This year has been so wild. I can’t even get all of the words out to describe it. For the first leg of the spring, I took a break from blogging to take care of my mental health as Covid was running rampant in my state. We are mostly contained here in N.J., thankfully, but we are also still home, still social distancing and still following guidelines to stay as safe as possible as the summer season heats up and more and more tourists come down to the shore for weeks off and weekends just a short distance from where we live.
In all, it’s still very scary to me. I put my toe back in the blog waters back in May and thought it was OK for my mental health to come back. But then the death of George Floyd and the Black Lives Matter protests around the world gave me pause again. It didn’t feel right to write anything trivial during that time, and it still feels strange to me to do it now.

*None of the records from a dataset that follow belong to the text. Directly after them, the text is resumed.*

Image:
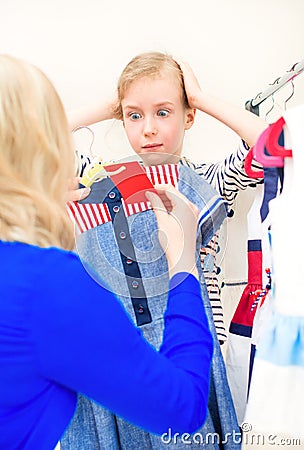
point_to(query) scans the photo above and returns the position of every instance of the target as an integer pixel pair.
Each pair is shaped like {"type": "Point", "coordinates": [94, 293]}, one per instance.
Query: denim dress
{"type": "Point", "coordinates": [123, 250]}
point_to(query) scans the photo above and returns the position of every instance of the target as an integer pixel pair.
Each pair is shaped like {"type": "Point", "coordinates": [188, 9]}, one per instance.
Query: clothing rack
{"type": "Point", "coordinates": [296, 69]}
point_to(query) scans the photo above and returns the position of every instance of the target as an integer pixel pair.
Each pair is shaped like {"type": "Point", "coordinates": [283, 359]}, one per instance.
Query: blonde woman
{"type": "Point", "coordinates": [61, 332]}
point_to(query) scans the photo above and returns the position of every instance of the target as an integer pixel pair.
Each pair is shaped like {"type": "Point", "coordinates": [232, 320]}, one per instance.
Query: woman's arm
{"type": "Point", "coordinates": [88, 344]}
{"type": "Point", "coordinates": [85, 341]}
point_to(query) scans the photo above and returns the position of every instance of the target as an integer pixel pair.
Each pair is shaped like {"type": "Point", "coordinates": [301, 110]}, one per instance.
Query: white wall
{"type": "Point", "coordinates": [236, 47]}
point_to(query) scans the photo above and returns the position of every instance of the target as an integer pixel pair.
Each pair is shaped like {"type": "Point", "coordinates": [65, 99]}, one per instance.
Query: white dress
{"type": "Point", "coordinates": [276, 397]}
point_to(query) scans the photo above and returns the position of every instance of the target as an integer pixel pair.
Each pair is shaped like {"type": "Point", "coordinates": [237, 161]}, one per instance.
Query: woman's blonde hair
{"type": "Point", "coordinates": [36, 158]}
{"type": "Point", "coordinates": [150, 64]}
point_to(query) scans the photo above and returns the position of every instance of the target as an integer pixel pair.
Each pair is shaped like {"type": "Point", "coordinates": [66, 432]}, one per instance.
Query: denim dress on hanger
{"type": "Point", "coordinates": [123, 249]}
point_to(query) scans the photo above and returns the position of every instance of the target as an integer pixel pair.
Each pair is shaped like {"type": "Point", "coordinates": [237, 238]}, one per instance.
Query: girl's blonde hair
{"type": "Point", "coordinates": [150, 64]}
{"type": "Point", "coordinates": [36, 158]}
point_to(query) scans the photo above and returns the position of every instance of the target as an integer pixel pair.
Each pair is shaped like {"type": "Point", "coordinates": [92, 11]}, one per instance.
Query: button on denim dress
{"type": "Point", "coordinates": [122, 252]}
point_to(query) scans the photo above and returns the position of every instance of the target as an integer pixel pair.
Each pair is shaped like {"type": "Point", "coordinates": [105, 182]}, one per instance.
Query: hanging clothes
{"type": "Point", "coordinates": [276, 396]}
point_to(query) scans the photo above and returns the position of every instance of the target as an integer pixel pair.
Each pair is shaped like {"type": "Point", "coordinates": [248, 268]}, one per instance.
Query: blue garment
{"type": "Point", "coordinates": [62, 333]}
{"type": "Point", "coordinates": [126, 253]}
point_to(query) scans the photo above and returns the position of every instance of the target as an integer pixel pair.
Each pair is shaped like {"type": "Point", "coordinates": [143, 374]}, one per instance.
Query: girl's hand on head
{"type": "Point", "coordinates": [192, 86]}
{"type": "Point", "coordinates": [177, 228]}
{"type": "Point", "coordinates": [74, 194]}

I did attend one protest in my area early last month, but decided it was best I stayed home to do as much work as I could here to support the folks on the ground. For non-BIPOC, the most important work you can do is internal — you cannot be useful to the movement until you reckon with yourself — your own biases (unconscious or conscious), your privilege, and the systems that you’ve benefitted from (whether you knew it or not). It takes work, and this is a long-haul. Stay focused, be patient, and listen.

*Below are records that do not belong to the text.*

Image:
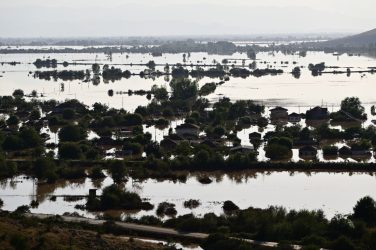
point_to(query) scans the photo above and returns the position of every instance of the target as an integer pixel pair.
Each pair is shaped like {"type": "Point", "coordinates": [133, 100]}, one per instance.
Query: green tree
{"type": "Point", "coordinates": [365, 210]}
{"type": "Point", "coordinates": [70, 150]}
{"type": "Point", "coordinates": [353, 106]}
{"type": "Point", "coordinates": [183, 88]}
{"type": "Point", "coordinates": [72, 133]}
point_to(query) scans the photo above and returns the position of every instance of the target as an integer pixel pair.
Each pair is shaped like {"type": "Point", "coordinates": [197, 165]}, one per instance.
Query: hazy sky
{"type": "Point", "coordinates": [62, 18]}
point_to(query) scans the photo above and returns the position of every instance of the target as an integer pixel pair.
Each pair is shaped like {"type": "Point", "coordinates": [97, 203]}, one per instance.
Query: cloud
{"type": "Point", "coordinates": [23, 18]}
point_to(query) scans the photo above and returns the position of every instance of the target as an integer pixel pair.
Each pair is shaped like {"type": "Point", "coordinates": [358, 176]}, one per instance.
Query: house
{"type": "Point", "coordinates": [294, 118]}
{"type": "Point", "coordinates": [168, 144]}
{"type": "Point", "coordinates": [361, 153]}
{"type": "Point", "coordinates": [187, 130]}
{"type": "Point", "coordinates": [305, 142]}
{"type": "Point", "coordinates": [70, 105]}
{"type": "Point", "coordinates": [317, 113]}
{"type": "Point", "coordinates": [279, 113]}
{"type": "Point", "coordinates": [254, 116]}
{"type": "Point", "coordinates": [307, 152]}
{"type": "Point", "coordinates": [123, 153]}
{"type": "Point", "coordinates": [123, 133]}
{"type": "Point", "coordinates": [106, 142]}
{"type": "Point", "coordinates": [255, 136]}
{"type": "Point", "coordinates": [242, 149]}
{"type": "Point", "coordinates": [345, 151]}
{"type": "Point", "coordinates": [210, 143]}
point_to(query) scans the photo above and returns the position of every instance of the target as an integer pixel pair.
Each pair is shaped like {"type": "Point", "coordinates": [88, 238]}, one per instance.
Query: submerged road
{"type": "Point", "coordinates": [153, 229]}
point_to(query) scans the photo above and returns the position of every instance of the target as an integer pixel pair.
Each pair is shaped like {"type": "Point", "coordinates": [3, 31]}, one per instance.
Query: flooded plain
{"type": "Point", "coordinates": [331, 192]}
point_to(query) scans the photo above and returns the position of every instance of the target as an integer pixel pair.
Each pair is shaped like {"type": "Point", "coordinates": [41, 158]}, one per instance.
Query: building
{"type": "Point", "coordinates": [187, 130]}
{"type": "Point", "coordinates": [317, 113]}
{"type": "Point", "coordinates": [294, 118]}
{"type": "Point", "coordinates": [70, 105]}
{"type": "Point", "coordinates": [168, 144]}
{"type": "Point", "coordinates": [253, 116]}
{"type": "Point", "coordinates": [279, 113]}
{"type": "Point", "coordinates": [345, 151]}
{"type": "Point", "coordinates": [307, 152]}
{"type": "Point", "coordinates": [255, 136]}
{"type": "Point", "coordinates": [242, 149]}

One of the many things I found so helpful was this resource from the University of Minnesota. You can find essential reading for racial justice here FOR FREE.
There are countless Instagram accounts with folks who have been on the ground and doing the work to educate about racism in America. If you can, donate to accounts that are providing this free education, because it can be incredibly exhausting and time consuming.

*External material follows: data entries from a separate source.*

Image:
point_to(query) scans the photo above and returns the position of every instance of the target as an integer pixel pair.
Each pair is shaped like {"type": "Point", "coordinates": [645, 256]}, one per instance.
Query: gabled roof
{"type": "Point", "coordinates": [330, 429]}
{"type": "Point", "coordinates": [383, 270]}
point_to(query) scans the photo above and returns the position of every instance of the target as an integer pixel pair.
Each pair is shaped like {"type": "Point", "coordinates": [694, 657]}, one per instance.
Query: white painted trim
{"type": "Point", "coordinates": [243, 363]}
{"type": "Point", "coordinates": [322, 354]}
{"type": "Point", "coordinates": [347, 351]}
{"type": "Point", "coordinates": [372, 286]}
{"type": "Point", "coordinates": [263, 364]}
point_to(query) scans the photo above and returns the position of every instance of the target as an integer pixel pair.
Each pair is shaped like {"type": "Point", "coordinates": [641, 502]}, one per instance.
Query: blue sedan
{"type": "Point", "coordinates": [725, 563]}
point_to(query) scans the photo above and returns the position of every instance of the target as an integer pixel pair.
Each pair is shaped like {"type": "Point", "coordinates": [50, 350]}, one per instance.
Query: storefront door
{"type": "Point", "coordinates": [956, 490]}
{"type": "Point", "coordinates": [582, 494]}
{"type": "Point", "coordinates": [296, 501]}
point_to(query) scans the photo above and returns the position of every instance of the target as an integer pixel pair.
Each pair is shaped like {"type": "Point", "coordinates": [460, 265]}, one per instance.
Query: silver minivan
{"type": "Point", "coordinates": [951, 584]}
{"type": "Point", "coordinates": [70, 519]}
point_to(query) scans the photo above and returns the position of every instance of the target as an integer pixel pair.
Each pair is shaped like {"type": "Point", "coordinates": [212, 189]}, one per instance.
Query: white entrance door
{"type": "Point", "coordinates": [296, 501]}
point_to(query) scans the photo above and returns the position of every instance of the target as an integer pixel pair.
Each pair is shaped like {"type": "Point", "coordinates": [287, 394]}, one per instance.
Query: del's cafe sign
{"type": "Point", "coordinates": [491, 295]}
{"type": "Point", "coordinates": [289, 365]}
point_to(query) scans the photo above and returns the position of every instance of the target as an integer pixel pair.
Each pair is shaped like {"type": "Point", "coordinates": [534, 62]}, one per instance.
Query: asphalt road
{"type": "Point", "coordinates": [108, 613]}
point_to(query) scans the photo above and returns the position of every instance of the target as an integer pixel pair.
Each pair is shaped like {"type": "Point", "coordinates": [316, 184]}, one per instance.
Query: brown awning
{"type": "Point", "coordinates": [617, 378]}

In addition to re-education, a more conscious effort to consume content from someone other than white cis men and women is imperative. Our feeds can so easily become homogenous, but a quick search for BIPOC creators in the industries you follow on social media will tell you that the real world is actually very different than perhaps what your feed is showing you. Amplify those accounts, read those blogs, take in new perspectives.
Black Lives Matter. Black creators matter. Black content matters.
With all of that said, I am back here writing again until I need a break. Breaks are OK. Taking care is OK. And being vocal about your mental health is OK. If you are feeling overwhelmed by 2020, I am with you. Take a pause if you must.